A New Benchmark and Reverse Validation Method for Passage-level
Hallucination Detection
- URL: http://arxiv.org/abs/2310.06498v2
- Date: Tue, 24 Oct 2023 01:37:10 GMT
- Title: A New Benchmark and Reverse Validation Method for Passage-level
Hallucination Detection
- Authors: Shiping Yang, Renliang Sun, Xiaojun Wan
- Abstract summary: Large Language Models (LLMs) generate hallucinations, which can cause significant damage when deployed for mission-critical tasks.
We propose a self-check approach based on reverse validation to detect factual errors automatically in a zero-resource fashion.
We empirically evaluate our method and existing zero-resource detection methods on two datasets.
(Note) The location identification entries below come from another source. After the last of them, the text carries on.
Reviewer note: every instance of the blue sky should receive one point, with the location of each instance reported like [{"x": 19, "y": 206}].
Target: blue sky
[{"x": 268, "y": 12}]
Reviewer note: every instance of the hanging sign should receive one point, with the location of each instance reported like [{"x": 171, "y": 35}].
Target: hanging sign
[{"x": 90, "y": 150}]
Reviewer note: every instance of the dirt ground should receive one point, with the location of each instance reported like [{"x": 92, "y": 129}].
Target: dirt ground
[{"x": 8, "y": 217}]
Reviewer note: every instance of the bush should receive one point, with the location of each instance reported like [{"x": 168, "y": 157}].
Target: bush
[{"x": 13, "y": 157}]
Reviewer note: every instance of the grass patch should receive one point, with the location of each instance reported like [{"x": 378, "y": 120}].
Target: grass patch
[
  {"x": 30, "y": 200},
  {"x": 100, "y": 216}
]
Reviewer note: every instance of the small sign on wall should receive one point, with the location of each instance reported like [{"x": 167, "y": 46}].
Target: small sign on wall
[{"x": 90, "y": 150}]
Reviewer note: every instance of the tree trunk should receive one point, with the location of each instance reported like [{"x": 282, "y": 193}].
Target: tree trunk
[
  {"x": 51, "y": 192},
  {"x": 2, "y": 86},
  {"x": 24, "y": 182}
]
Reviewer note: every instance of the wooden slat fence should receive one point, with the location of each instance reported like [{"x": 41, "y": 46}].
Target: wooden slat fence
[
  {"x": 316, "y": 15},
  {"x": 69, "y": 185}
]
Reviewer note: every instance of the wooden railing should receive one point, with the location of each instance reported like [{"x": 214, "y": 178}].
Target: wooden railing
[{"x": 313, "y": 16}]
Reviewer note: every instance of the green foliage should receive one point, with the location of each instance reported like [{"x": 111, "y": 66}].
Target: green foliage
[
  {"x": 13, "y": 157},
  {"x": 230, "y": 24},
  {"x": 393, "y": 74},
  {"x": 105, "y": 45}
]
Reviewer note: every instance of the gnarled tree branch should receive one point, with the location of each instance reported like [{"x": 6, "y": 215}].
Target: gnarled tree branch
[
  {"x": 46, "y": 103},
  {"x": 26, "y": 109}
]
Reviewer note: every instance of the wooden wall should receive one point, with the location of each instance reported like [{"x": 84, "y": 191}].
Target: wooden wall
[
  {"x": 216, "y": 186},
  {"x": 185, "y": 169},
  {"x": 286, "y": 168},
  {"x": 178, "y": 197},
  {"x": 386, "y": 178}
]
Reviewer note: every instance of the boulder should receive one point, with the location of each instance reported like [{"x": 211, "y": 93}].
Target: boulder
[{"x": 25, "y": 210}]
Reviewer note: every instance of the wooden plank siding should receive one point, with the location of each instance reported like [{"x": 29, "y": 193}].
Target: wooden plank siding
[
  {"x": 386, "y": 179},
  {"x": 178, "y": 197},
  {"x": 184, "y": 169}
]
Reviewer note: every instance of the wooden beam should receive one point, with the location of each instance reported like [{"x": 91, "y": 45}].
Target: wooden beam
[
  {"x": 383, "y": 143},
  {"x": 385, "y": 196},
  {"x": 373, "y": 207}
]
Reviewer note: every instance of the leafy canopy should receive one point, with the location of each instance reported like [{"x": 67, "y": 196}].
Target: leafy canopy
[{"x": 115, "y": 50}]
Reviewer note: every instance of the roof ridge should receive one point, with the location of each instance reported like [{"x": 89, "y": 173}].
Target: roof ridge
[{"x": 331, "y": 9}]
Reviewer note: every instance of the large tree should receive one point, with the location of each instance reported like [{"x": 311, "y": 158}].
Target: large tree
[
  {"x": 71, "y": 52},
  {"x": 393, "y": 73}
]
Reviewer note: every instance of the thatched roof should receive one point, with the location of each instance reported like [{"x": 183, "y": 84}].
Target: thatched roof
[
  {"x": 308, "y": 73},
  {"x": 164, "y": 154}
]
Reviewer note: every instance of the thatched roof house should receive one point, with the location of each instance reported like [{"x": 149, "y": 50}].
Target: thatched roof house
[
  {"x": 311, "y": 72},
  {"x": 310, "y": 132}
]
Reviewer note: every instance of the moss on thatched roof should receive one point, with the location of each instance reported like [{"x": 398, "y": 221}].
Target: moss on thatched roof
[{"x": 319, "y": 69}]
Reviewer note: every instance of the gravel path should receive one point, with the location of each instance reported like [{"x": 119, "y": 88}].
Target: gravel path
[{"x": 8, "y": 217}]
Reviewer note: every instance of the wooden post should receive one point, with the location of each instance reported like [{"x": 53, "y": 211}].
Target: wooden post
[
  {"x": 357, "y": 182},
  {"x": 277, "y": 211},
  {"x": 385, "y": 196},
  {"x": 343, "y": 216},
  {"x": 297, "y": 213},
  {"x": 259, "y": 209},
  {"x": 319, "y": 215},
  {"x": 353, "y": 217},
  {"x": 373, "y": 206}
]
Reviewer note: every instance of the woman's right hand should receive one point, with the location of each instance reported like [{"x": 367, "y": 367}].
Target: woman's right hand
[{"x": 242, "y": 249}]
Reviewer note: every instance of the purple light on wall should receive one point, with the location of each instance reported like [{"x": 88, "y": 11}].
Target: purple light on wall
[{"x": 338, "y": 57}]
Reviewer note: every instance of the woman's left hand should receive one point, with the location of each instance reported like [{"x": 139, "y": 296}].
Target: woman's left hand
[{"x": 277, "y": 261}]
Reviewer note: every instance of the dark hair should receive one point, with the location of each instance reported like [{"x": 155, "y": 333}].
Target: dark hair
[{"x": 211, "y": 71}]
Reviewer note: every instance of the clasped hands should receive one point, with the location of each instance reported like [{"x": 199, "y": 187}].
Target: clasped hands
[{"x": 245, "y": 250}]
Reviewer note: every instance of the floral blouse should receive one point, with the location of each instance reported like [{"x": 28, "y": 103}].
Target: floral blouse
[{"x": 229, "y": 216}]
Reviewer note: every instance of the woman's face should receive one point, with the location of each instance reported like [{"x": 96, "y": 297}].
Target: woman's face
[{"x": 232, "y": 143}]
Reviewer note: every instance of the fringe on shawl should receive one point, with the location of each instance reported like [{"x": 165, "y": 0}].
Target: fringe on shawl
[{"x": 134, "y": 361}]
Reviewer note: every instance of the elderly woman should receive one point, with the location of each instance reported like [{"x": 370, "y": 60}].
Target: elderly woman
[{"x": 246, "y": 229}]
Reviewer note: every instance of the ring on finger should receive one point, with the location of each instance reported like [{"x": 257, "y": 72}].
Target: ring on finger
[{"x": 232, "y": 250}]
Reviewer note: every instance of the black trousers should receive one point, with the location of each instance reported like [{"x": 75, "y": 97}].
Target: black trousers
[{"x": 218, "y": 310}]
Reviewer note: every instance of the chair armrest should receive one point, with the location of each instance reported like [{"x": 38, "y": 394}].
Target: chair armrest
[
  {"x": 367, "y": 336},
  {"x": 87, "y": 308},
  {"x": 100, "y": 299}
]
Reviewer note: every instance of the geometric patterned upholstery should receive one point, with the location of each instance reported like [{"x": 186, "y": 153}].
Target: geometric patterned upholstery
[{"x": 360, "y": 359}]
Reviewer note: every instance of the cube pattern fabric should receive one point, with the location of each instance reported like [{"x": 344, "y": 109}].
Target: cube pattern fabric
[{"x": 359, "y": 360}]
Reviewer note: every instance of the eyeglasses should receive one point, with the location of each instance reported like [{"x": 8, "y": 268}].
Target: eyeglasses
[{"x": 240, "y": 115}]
- Score: 63.56136319976554
- License: http://arxiv.org/licenses/nonexclusive-distrib/1.0/
- Abstract: Large Language Models (LLMs) have shown their ability to collaborate
effectively with humans in real-world scenarios. However, LLMs are apt to
generate hallucinations, i.e., makeup incorrect text and unverified
information, which can cause significant damage when deployed for
mission-critical tasks. In this paper, we propose a self-check approach based
on reverse validation to detect factual errors automatically in a zero-resource
fashion. To facilitate future studies and assess different methods, we
construct a hallucination detection benchmark named PHD, which is generated by
ChatGPT and annotated by human annotators. Contrasting previous studies of
zero-resource hallucination detection, our method and benchmark concentrate on
passage-level detection instead of sentence-level. We empirically evaluate our
method and existing zero-resource detection methods on two datasets. The
experimental results demonstrate that the proposed method considerably
outperforms the baselines while costing fewer tokens and less time.
Furthermore, we manually analyze some hallucination cases that LLM failed to
capture, revealing the shared limitation of zero-resource methods.